Index confusion (starting at $0$ vs $1$ )
- Wrong: Mixing up what “the $n$ th term” means.
- Why wrong: Taylor series often start at $n=0$ , while many textbook series start at $n=1$ .
- Fix: Define your partial sum clearly (e.g., $S_n=\sum_{k=0}^{n} \dots$ ) and then use the next term accordingly.
Assuming “alternating” automatically means “decreasing”
- Wrong: Not verifying $b_{n+1} \le b_n$ .
- Why wrong: Some alternating series have magnitudes that bounce around; AST (and the error bound) may fail.
- Fix: Check monotonicity directly, or show it’s true for all $n\ge N$ .
Forgetting that “eventually decreasing” is enough
- Wrong: Rejecting AST/error bound because the first couple of terms don’t decrease.
- Why wrong: The theorem requires decreasing for all sufficiently large $n$ .
- Fix: If needed, start applying the bound after the series becomes monotone.
Sign mistake on overestimate vs underestimate
- Wrong: Claiming the wrong direction (especially with odd/even partial sums).
- Why wrong: The remainder has the sign of term $n+1$ .
- Fix: Look at the next term’s sign. If $R_n>0$ then $S_n<S$ ; if $R_n<0$ then $S_n>S$ .
Solving the inequality but not rounding correctly
- Wrong: Getting $n>99$ and choosing $n=99$ .
- Why wrong: You need an integer $n$ that satisfies the strict inequality.
- Fix: Always round up to the next integer that works.
Confusing alternating-series error with Taylor’s Lagrange error
- Wrong: Using derivative-based Lagrange remainder when the problem is clearly about alternating series terms.
- Why wrong: Different hypotheses, different bounds.
- Fix: If the terms alternate and decrease to $0$ , the alternating bound is typically the fastest, simplest tool: $|R_n|\le b_{n+1}$ .

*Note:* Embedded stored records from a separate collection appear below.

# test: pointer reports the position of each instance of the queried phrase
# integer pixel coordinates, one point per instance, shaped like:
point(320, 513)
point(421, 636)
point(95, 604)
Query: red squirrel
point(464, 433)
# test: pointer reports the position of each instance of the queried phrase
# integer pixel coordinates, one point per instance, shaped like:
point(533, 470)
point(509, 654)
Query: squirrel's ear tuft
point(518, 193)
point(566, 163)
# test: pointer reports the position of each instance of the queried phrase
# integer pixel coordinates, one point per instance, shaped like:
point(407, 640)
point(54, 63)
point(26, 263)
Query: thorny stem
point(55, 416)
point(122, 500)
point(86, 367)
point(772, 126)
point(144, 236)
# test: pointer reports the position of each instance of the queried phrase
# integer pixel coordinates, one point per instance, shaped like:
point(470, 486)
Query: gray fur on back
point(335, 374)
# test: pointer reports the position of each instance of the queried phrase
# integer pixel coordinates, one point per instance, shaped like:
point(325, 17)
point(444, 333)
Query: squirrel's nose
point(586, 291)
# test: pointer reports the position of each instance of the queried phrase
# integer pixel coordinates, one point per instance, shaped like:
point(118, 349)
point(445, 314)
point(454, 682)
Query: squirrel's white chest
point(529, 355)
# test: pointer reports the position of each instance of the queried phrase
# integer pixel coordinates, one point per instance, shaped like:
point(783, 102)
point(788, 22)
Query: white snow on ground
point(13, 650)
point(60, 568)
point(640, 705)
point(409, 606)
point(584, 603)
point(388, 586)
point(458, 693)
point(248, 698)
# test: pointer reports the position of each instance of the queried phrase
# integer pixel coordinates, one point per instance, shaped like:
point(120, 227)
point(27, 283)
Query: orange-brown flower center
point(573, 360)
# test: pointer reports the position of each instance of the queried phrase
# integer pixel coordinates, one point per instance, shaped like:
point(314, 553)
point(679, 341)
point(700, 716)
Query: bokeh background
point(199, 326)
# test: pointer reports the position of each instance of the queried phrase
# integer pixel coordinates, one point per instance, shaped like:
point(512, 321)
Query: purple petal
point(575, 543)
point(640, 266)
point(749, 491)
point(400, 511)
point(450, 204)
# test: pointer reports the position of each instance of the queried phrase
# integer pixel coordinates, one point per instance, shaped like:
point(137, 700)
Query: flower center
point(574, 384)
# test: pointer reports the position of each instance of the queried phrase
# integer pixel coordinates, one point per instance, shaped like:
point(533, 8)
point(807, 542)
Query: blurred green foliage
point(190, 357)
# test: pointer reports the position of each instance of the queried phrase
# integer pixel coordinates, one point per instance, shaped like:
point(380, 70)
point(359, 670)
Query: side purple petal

Memory Aids & Quick Tricks

Trick / mnemonic	What it helps you remember	When to use it
“Next term tells the error”	$\|R_n\|\le b_{n+1}$	Any alternating approximation
“Odd over, even under” (for series starting positive)	Over/under estimate pattern of $S_n$	When asked “overestimate or underestimate?”
“Flip to find $b_n$ ”	Write series as $(-1)^n b_n$ with $b_n\ge 0$	When the alternation is hidden (e.g., $(-1)^{n+1}$ or starting negative)
“Trap with two sums”	True sum lies between consecutive partial sums	When asked for an interval estimate

Quick sign check: determine the sign of term $n+1$ . That’s the sign of $R_n$ .

Quick Review Checklist

[ ] Can you rewrite the series as $\sum (-1)^n b_n$ with $b_n\ge 0$ ?
[ ] Did you verify $b_n$ is (eventually) decreasing and $\lim b_n=0$ ?
[ ] Do you know the error bound: $|S-S_n|=|R_n|\le b_{n+1}$ ?
[ ] For a desired error $\varepsilon$ , did you solve $b_{n+1}<\varepsilon$ and round up?
[ ] Can you state whether $S_n$ is an overestimate or underestimate by checking the sign of term $n+1$ ?
[ ] If needed, can you give an interval: $S_n - b_{n+1} < S < S_n + b_{n+1}$ (and tighten it using the sign/odd-even rule)?

You’ve got this—if you can spot $b_{n+1}$ quickly and track the sign of the next term, most AP questions on this become routine.